Complex Instruction Set Computer or CISC Architecture
The fundamental goal of CISC is that a single instruction will
handle all evaluating, loading, and storing operations, similar to
how a multiplication command will handle evaluating, loading,
and storing data, which is why it’s complicated.
Characteristics of CISC:
1. Instructions are complex, and thus it has complex instruction
decoding.
2. The instructions may take more than one clock cycle in order to
get executed.
3. The instruction is larger than one-word size.
4. Lesser general-purpose registers since the operations get
performed only in the memory.
5. More data types.
6. Complex addressing modes.
Pipelining in Computer Architecture
• A program consists of several number of instructions.
• These instructions may be executed in the following two ways-
1. Non-Pipelined Execution-
In non-pipelined architecture,
• All the instructions of a program are executed sequentially one after the other.
• A new instruction executes only after the previous instruction has executed
completely.
• This style of executing the instructions is highly inefficient.
Example-
Consider a program consisting of three instructions.
In a non-pipelined architecture, these instructions
execute one after the other as-
If time taken for executing one instruction = t, then-
Time taken for executing ‘n’ instructions = n x t
2. Pipelined Execution-
In pipelined architecture,
• Multiple instructions are executed parallely.
• This style of executing the instructions is highly efficient.
Pipelined Architecture-
In pipelined architecture,
• The hardware of the CPU is split up into several functional units.
• Each functional unit performs a dedicated task.
• The number of functional units may vary from processor to processor.
• These functional units are called as stages of the pipeline.
• Control unit manages all the stages using control signals.
• There is a register associated with each stage that holds the data.
• There is a global clock that synchronizes the working of all the stages.
• At the beginning of each clock cycle, each stage takes the input from its
register.
• Each stage then processes the data and feed its output to the register of the
next stage.
Four-Stage Pipeline-
In four stage pipelined architecture, the execution of each
instruction is completed in following 4 stages-
1. Instruction fetch (IF)
2. Instruction decode (ID)
3. Instruction Execute (IE)
4. Write back (WB)
To implement four stage pipeline,
• The hardware of the CPU is divided into four functional units.
• Each functional unit performs a dedicated task.
Stage-01:
First functional unit performs instruction fetch.
• It fetches the instruction to be executed.
Stage-02:
• Second functional unit performs instruction decode.
• It decodes the instruction to be executed.
Stage-03:
• Third functional unit performs instruction execution.
• It executes the instruction.
Stage-04:
• Fourth functional unit performs write back.

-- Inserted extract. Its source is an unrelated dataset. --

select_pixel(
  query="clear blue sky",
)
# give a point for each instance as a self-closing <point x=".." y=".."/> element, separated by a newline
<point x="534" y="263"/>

• It writes back the result so obtained after executing the instruction.
Execution-
In pipelined architecture,
• Instructions of the program execute parallely.
• When one instruction goes from nth stage to (n+1)th stage, another instruction goes from (n-1)th stage
to nth stage.
Phase-Time Diagram-
• Phase-time diagram shows the execution of instructions in the pipelined architecture.
• The following diagram shows the execution of three instructions in four stage pipeline architecture.
• Time taken to execute three instructions in four stagepipelined architecture = 6 clock cycles.
NOTE-
In non-pipelined architecture,
Time taken to execute three instructions would be
= 3 x Time taken to execute one instruction
= 3 x 4 clock cycles
= 12 clock cycles
Clearly, pipelined execution of instructions is far more
efficient than non-pipelined execution.